Он вернул Леонарду пленку, тот снова тщательно уложил ее в банку, а затем в наполненный водой сейф.

– За это тебя точно выпрут, если узнают, – присвистнул Эмери. – Если взорвется, музей сгорит дотла.

– Думаешь, это такая уж трагедия? – усмехнулся Леонард, тщательно драпируя сейф курткой. – В любом случае, я уже могу расстаться с этой пленкой. Как-то ночью я пролез в лабораторию и сам ее скопировал. Так что у меня дома есть копия.

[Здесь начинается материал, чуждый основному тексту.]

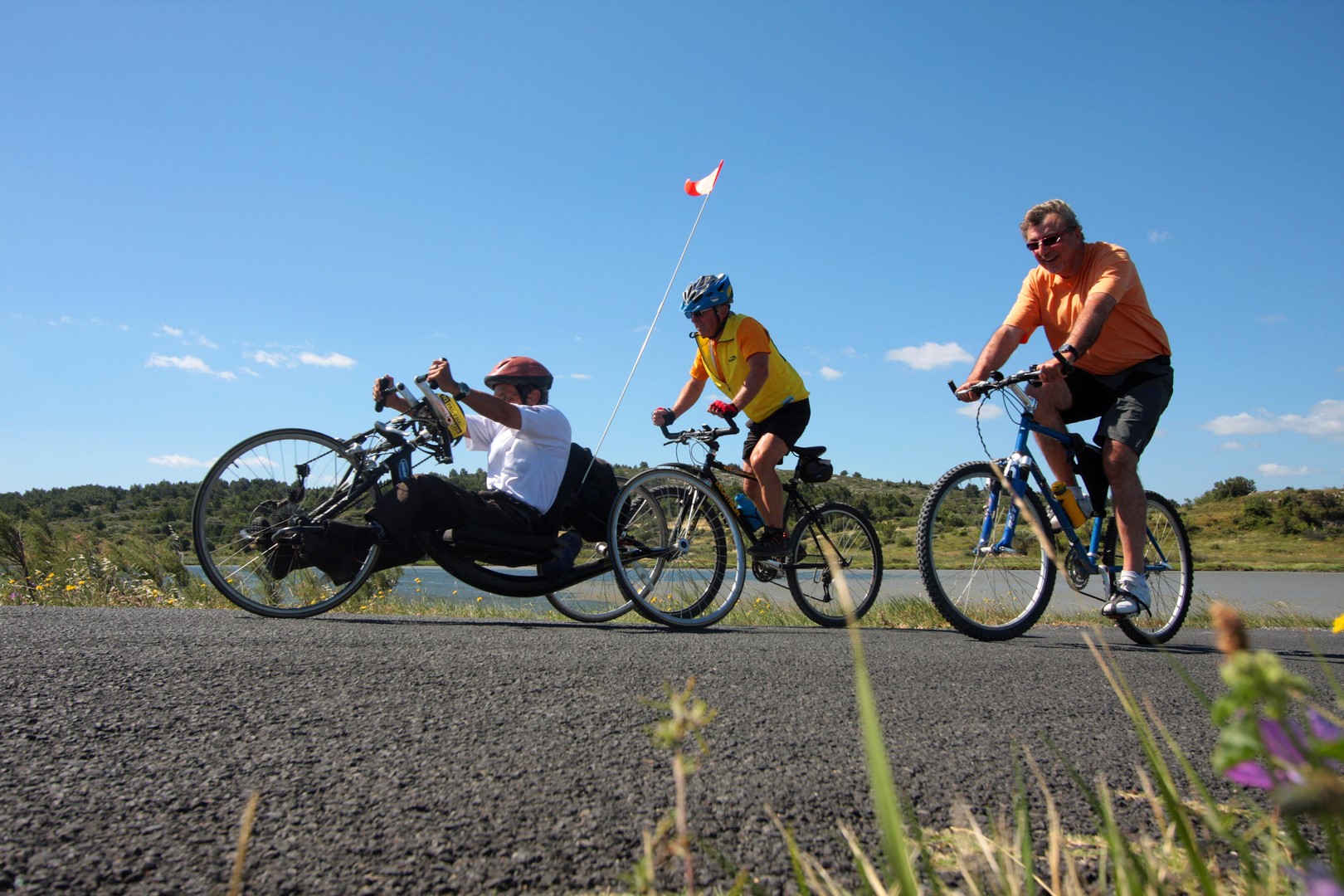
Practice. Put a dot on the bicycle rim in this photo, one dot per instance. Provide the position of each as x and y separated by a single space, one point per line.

А эта… – он указал подбородком в угол… – Я заберу нитроцеллюлозную пленку домой и устрою ей похороны по обряду викингов. Прямо во дворе. Приходите, если хотите.

– Когда, сегодня? – спросил Робби.

– Нет, сегодня мне надо поработать допоздна, кое-что доделать до поездки.

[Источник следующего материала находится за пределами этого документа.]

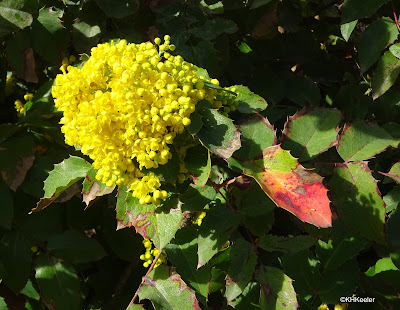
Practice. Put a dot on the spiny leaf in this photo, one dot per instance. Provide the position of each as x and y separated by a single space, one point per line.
157 223
291 186
355 193
62 177
311 132
361 141
167 291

Эмери прислонился к двери:

– Куда собрался?

– В Южную Каролину. Я же говорил: поеду на остров Кауана и… – Леонард взял в руки "Беллерофонт", и на Робби повеяло ацетоном. – И научу эту штуку летать.

– Совсем шизанулся! Он сколько лет Мэгги в глаза не видел, а, скажи? – возмущался Робби, когда Эмери вез его назад на работу. – А я ведь до сих пор не знаю, что между ними на самом деле случилось. Знаю только про НЛО.

– Она узнала, что у него другая. Начались раздоры. Она попыталась подвести его под увольнение; он пошел к Бойнтону и сказал ему, что Мэгги разбазаривает время и деньги на исследования по НЛО. К сожалению, все так и было. Они провели проверку, а у Мэгги случился нервный срыв или что-то в этом роде еще раньше, чем они собрались ее увольнять.

– Вот козел!

Эмери вздохнул:

– Ужасная история. Леонард о ней никогда не говорит. Мне кажется, он до сих пор переживает из-за того, что так вышло. Не может забыть Мэгги.

– Ну-у-у да… вот только… – Робби недоуменно помотал головой. – Она ведь лет на двадцать постарше нас, верно? Они все равно разбежались бы рано или поздно. Если он переживает, съездил бы да повидался с ней, что ли… А он какой-то бред выдумал.

– Наверное, крыша поехала от ядовитых испарений. В лаке для ногтей тоже есть нитроцеллюлоза.

– Серьезно?! И от нее действительно сходят с ума?

– Другой гипотезы у меня нет, – мрачно пробурчал Эмери.